2b. The rate of unemployment in Japan, last I checked, was 4.1%. Yes, they calculate it differently than we do, and yes in their heyday they had an even lower rate of unemployment. But still, ask yourself: just how labor market slack is there going to be?
3. An alternative is that money will boost real economic activity through a Lucas supply curve combined with a fair degree of money illusion, which is what you would expect from a longstanding deflationary environment. Businesses will confuse nominal changes with real changes, raise output, and eventually figure out the confusion and restrict output again. The economy does get to keep a one-time gain (probably there are positive social externalities to higher output in this setting), but it doesn’t drive an enduring recovery.
4. I should be seeing at least a dozen blog posts with titles like: “Japanese monetary policy: sticky wages or Lucas supply curve?” and the like. I’m not.
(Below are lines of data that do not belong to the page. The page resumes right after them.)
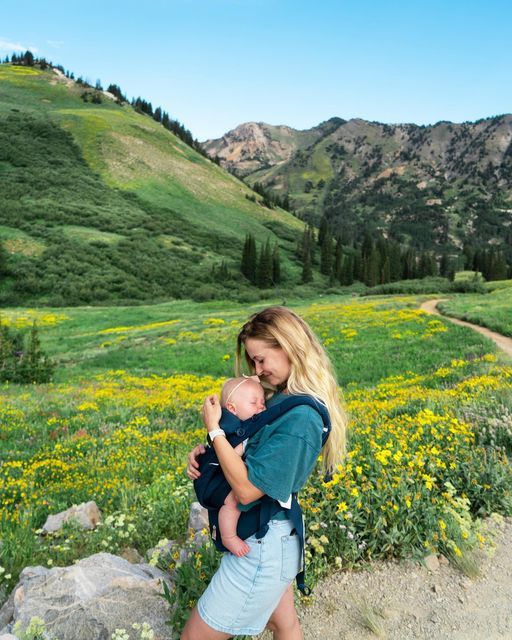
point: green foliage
(21, 358)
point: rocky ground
(411, 602)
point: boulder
(86, 514)
(90, 599)
(431, 562)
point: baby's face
(247, 400)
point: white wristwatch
(214, 433)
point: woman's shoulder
(299, 420)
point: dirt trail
(413, 602)
(504, 343)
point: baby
(243, 397)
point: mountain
(101, 204)
(255, 145)
(436, 186)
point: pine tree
(338, 257)
(346, 276)
(265, 266)
(306, 258)
(276, 265)
(249, 259)
(322, 230)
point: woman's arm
(232, 465)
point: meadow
(430, 405)
(493, 310)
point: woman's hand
(211, 412)
(193, 465)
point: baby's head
(243, 396)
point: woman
(253, 592)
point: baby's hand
(193, 465)
(211, 412)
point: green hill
(99, 203)
(429, 187)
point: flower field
(492, 310)
(431, 428)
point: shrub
(21, 357)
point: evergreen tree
(28, 59)
(249, 259)
(306, 258)
(276, 265)
(322, 230)
(265, 266)
(338, 258)
(395, 264)
(346, 276)
(21, 358)
(326, 254)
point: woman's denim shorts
(244, 592)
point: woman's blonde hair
(311, 370)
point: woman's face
(271, 364)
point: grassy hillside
(100, 203)
(428, 403)
(493, 310)
(430, 187)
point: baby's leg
(228, 519)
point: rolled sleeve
(280, 465)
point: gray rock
(198, 518)
(200, 539)
(164, 551)
(86, 514)
(132, 555)
(431, 562)
(90, 599)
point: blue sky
(214, 64)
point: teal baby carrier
(212, 487)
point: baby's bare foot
(236, 545)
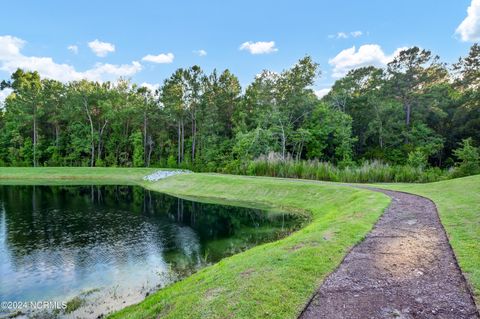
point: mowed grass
(458, 203)
(72, 175)
(274, 280)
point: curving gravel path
(405, 268)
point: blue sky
(147, 40)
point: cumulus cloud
(260, 47)
(356, 34)
(73, 48)
(322, 92)
(200, 52)
(161, 58)
(367, 55)
(101, 49)
(345, 35)
(11, 59)
(10, 46)
(469, 29)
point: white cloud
(101, 49)
(322, 92)
(73, 48)
(356, 34)
(367, 55)
(469, 29)
(10, 46)
(11, 58)
(161, 58)
(345, 35)
(260, 47)
(200, 52)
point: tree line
(416, 111)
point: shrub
(469, 159)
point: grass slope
(458, 203)
(71, 175)
(273, 280)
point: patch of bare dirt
(405, 268)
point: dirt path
(405, 268)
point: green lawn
(70, 175)
(276, 280)
(273, 280)
(458, 203)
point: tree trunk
(179, 159)
(99, 144)
(145, 135)
(92, 132)
(408, 110)
(183, 141)
(35, 135)
(194, 138)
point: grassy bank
(273, 280)
(72, 175)
(368, 172)
(458, 203)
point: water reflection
(56, 242)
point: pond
(106, 247)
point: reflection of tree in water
(77, 219)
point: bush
(417, 158)
(469, 159)
(369, 172)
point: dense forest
(413, 120)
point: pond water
(109, 246)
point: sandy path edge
(404, 268)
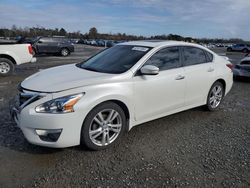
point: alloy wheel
(4, 67)
(216, 96)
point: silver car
(243, 68)
(239, 48)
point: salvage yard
(192, 148)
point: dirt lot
(194, 148)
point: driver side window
(165, 59)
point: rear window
(193, 56)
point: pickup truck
(12, 55)
(52, 45)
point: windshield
(115, 60)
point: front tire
(103, 126)
(6, 67)
(215, 96)
(64, 52)
(245, 50)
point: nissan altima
(94, 102)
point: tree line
(93, 33)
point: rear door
(199, 71)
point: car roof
(158, 43)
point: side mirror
(149, 70)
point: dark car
(52, 45)
(239, 47)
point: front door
(156, 95)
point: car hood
(63, 78)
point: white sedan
(96, 101)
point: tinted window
(117, 59)
(193, 56)
(210, 56)
(245, 63)
(45, 39)
(165, 59)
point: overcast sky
(195, 18)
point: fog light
(48, 135)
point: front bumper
(241, 72)
(49, 130)
(33, 60)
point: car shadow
(242, 79)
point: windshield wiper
(90, 69)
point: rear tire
(7, 67)
(64, 52)
(103, 126)
(245, 50)
(215, 96)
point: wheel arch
(8, 57)
(223, 82)
(121, 104)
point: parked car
(100, 43)
(243, 68)
(50, 45)
(96, 101)
(93, 42)
(239, 48)
(110, 43)
(12, 54)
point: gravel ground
(194, 148)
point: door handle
(210, 69)
(179, 77)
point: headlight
(59, 105)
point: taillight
(30, 49)
(230, 65)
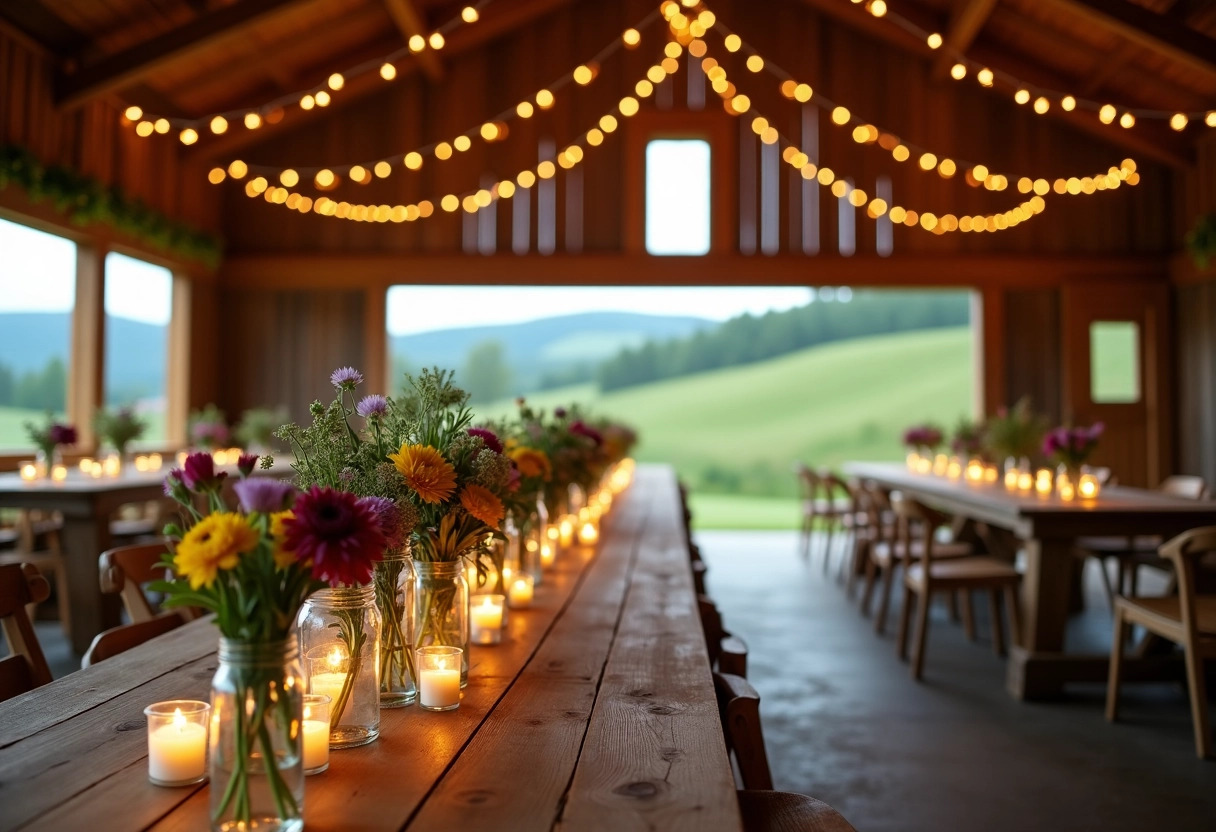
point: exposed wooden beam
(964, 24)
(496, 21)
(1154, 32)
(378, 271)
(409, 22)
(125, 68)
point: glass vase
(339, 633)
(440, 602)
(257, 763)
(394, 599)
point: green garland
(86, 200)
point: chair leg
(922, 631)
(968, 614)
(997, 620)
(1198, 690)
(1116, 665)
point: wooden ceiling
(195, 57)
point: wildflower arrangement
(254, 567)
(118, 427)
(1071, 447)
(208, 428)
(50, 434)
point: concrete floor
(845, 723)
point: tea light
(521, 594)
(315, 730)
(438, 676)
(487, 619)
(178, 742)
(1088, 487)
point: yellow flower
(426, 471)
(482, 504)
(283, 557)
(532, 462)
(215, 543)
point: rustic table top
(597, 712)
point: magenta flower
(264, 495)
(389, 517)
(372, 405)
(341, 537)
(200, 474)
(489, 437)
(345, 378)
(246, 464)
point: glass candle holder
(519, 592)
(178, 742)
(438, 676)
(315, 728)
(485, 622)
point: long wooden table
(1047, 529)
(597, 712)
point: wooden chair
(120, 639)
(1187, 619)
(935, 574)
(26, 668)
(124, 569)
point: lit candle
(315, 730)
(521, 592)
(438, 678)
(487, 619)
(176, 742)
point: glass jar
(394, 599)
(341, 640)
(440, 602)
(257, 709)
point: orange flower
(482, 504)
(426, 471)
(532, 462)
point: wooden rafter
(964, 24)
(1154, 32)
(128, 67)
(410, 22)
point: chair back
(120, 639)
(26, 669)
(738, 704)
(1186, 487)
(124, 569)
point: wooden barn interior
(283, 236)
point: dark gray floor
(845, 723)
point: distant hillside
(547, 346)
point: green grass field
(737, 432)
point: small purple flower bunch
(1071, 447)
(923, 437)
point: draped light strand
(974, 174)
(1043, 97)
(319, 95)
(494, 129)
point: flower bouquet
(333, 454)
(254, 568)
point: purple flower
(264, 495)
(489, 437)
(389, 517)
(200, 474)
(345, 378)
(246, 462)
(372, 405)
(337, 534)
(62, 434)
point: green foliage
(85, 200)
(748, 338)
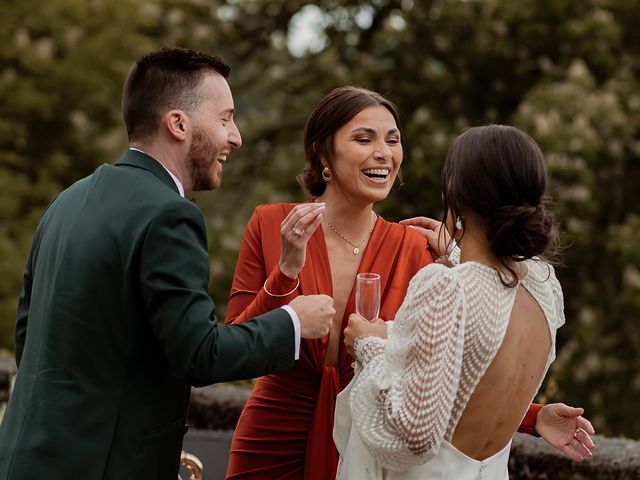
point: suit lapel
(134, 158)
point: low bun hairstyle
(336, 109)
(497, 173)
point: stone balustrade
(214, 411)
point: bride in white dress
(443, 394)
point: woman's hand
(433, 230)
(565, 429)
(358, 327)
(295, 231)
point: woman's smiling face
(367, 155)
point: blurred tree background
(564, 71)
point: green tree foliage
(564, 71)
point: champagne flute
(368, 295)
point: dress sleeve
(248, 297)
(403, 398)
(528, 424)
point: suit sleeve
(22, 316)
(174, 276)
(248, 297)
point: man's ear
(176, 123)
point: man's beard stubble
(201, 158)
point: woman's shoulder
(273, 210)
(409, 235)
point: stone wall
(214, 411)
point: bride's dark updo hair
(497, 173)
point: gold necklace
(356, 246)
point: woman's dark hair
(497, 173)
(335, 110)
(163, 80)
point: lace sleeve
(402, 400)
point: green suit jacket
(114, 325)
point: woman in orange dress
(353, 154)
(353, 146)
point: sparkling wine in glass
(368, 295)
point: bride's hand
(433, 230)
(359, 327)
(564, 428)
(295, 231)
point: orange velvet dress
(285, 430)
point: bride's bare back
(504, 393)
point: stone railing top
(218, 407)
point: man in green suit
(114, 321)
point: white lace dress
(396, 418)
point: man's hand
(359, 326)
(436, 235)
(315, 313)
(565, 429)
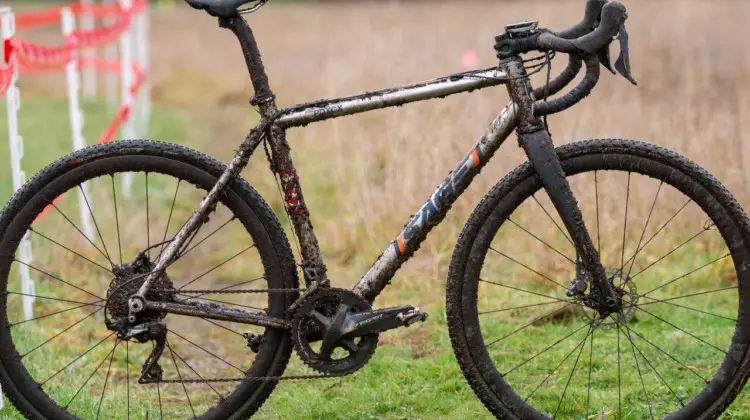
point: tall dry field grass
(364, 175)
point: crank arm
(373, 322)
(219, 312)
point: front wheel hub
(628, 299)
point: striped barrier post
(73, 78)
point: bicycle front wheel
(675, 245)
(96, 221)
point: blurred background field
(363, 175)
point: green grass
(414, 374)
(48, 138)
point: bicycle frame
(272, 129)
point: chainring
(350, 355)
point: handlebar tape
(574, 96)
(590, 20)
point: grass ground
(691, 104)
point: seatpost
(264, 97)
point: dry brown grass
(365, 174)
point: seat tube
(535, 140)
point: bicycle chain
(251, 378)
(240, 291)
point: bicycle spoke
(184, 388)
(148, 225)
(217, 266)
(670, 252)
(645, 226)
(106, 379)
(686, 274)
(58, 279)
(127, 374)
(625, 225)
(528, 268)
(182, 254)
(684, 296)
(659, 230)
(82, 234)
(638, 368)
(665, 353)
(174, 353)
(31, 229)
(206, 351)
(552, 371)
(96, 225)
(545, 350)
(572, 372)
(656, 372)
(117, 218)
(61, 332)
(77, 358)
(522, 328)
(540, 240)
(591, 357)
(92, 374)
(158, 395)
(523, 290)
(553, 220)
(619, 378)
(11, 325)
(689, 308)
(169, 219)
(680, 329)
(55, 299)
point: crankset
(335, 331)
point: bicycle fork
(535, 140)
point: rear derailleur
(155, 331)
(335, 331)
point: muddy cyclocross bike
(553, 311)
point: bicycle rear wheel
(58, 360)
(675, 245)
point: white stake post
(110, 55)
(76, 120)
(89, 71)
(127, 131)
(13, 100)
(143, 99)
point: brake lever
(605, 60)
(623, 62)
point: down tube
(436, 207)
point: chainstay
(250, 378)
(227, 292)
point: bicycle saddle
(218, 8)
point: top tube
(445, 86)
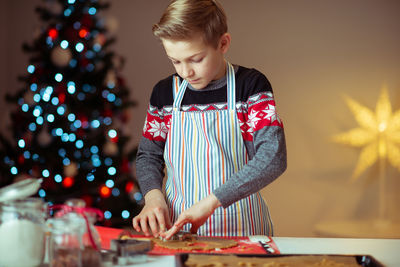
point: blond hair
(184, 18)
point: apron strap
(180, 88)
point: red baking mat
(245, 246)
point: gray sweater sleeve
(268, 162)
(150, 165)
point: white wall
(312, 51)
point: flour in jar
(21, 243)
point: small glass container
(78, 224)
(22, 225)
(65, 243)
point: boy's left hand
(197, 215)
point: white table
(386, 251)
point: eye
(197, 60)
(175, 62)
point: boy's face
(196, 61)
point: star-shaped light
(378, 133)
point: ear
(224, 42)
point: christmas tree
(67, 126)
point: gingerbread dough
(202, 244)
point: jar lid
(20, 190)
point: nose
(186, 71)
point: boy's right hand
(154, 215)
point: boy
(214, 127)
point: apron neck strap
(180, 88)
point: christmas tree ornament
(44, 138)
(111, 24)
(67, 124)
(28, 98)
(60, 57)
(71, 169)
(110, 148)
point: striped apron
(203, 149)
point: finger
(194, 228)
(168, 223)
(144, 226)
(176, 227)
(153, 225)
(135, 224)
(173, 230)
(161, 221)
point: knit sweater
(261, 128)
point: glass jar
(73, 221)
(65, 242)
(22, 233)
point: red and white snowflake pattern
(257, 113)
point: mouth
(194, 81)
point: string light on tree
(64, 126)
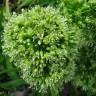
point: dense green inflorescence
(42, 46)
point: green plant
(83, 14)
(42, 46)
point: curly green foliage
(42, 46)
(87, 56)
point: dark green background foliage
(83, 14)
(40, 43)
(79, 13)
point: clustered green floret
(42, 46)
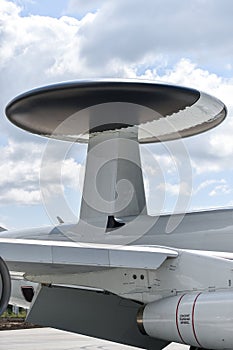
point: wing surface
(32, 256)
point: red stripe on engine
(193, 326)
(177, 321)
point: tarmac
(52, 339)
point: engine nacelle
(203, 320)
(5, 286)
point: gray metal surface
(73, 110)
(51, 339)
(96, 314)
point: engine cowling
(203, 320)
(5, 286)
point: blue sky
(174, 41)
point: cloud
(81, 8)
(20, 173)
(220, 190)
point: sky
(173, 41)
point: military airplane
(118, 273)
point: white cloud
(220, 190)
(20, 173)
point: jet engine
(202, 320)
(5, 286)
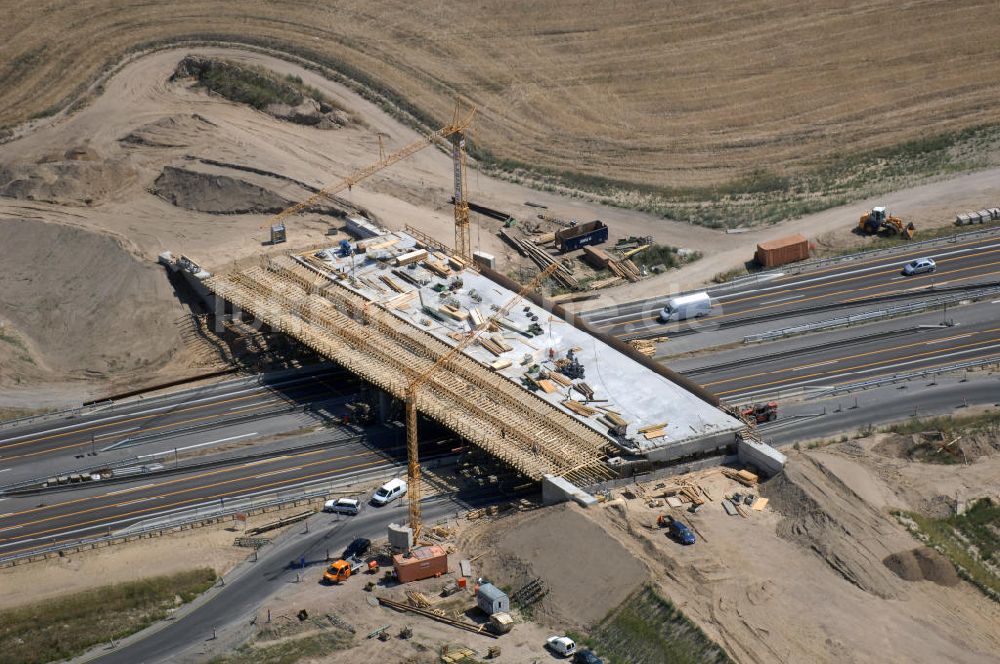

5. The fact that the Japanese stock market has risen with the new announcements does not much impress me. First, there is a simple story in which the inflation redistributes wealth to exporters and away from consumers, without raising longer-term living standards. Second, stock markets will trade on many different kinds of “noise,” including surprise announcements from central banks.
6. I’ve never read a paper on the Fisher effect in Japan, but usually there is not a complete Fisher effect in most developed countries. This policy could thus redistribute wealth from the elderly to the young, and through that (non-traditional) channel also boost economic growth.
In short, the recent developments are good news, but you shouldn’t have a great deal of confidence about their efficacy.